As modern technology infrastructure spreads throughout the world, the quantity of electronic text, written in hundreds of different languages, continues to grow in size and diversity. Building effective information retrieval, extraction, and translation systems across this vast array of languages currently requires time-consuming and expensive linguistic annotations for each language. Generic, fully unsupervised, methods are unlikely to provide a language independent solution to this problem.
Focusing on part-of-speech prediction, this project undertakes a novel approach, combining elements of supervised and unsupervised learning without assuming any specific knowledge of the target language. Instead of treating individual languages as closed systems, language-independent "universals" are statistically estimated from dozens of languages for which annotated corpora exist, and these learned universals are used to predict the part-of-speech categories of unannotated languages. At the heart of the project is a data-driven exploration of language-independent corpus characteristics that relate cross-lingual linguistic categories to surface statistics of text. These learned patterns are incorporated into expressive structured prediction models using novel approximate learning and inference methods developed by the Principal Investigators of the project.

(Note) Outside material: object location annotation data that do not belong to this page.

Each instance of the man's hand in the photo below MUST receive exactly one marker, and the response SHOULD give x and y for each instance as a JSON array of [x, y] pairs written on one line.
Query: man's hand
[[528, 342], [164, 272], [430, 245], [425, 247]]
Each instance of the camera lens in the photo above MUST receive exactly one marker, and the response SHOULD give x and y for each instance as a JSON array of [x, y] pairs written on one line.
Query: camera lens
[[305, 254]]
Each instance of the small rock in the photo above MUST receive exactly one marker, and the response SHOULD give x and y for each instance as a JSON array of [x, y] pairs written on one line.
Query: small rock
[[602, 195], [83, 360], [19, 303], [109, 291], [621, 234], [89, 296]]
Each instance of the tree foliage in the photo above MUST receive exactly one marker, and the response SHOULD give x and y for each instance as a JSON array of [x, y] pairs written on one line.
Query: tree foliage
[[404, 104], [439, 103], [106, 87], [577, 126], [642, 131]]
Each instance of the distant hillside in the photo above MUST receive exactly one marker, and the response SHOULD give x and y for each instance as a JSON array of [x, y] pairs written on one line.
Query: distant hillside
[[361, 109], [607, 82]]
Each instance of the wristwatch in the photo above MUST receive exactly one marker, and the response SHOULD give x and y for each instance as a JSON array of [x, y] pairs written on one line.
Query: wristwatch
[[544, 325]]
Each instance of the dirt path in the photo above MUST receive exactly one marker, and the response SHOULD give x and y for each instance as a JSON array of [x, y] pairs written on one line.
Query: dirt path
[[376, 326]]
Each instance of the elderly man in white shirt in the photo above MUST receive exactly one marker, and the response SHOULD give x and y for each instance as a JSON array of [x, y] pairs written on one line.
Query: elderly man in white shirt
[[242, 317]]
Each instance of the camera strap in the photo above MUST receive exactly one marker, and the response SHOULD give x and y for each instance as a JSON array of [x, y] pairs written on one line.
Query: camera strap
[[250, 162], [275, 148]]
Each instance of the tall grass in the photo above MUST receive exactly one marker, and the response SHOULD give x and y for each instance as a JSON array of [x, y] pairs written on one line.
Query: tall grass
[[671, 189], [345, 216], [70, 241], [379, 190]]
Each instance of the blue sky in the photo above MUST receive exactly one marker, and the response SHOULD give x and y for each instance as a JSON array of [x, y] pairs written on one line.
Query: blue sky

Of the world?s spoken languages, hundreds are at risk of immediate extinction and thousands more are likely to disappear over the coming decades. By facilitating the rapid creation of language-independent linguistic analysis tools, the technology developed under this project has the potential to revolutionize the documentation of endangered languages. In the long-term, this research direction will also help realize the full social benefits of the global technology infrastructure by creating intelligent text processing tools for hundreds of low-resource languages.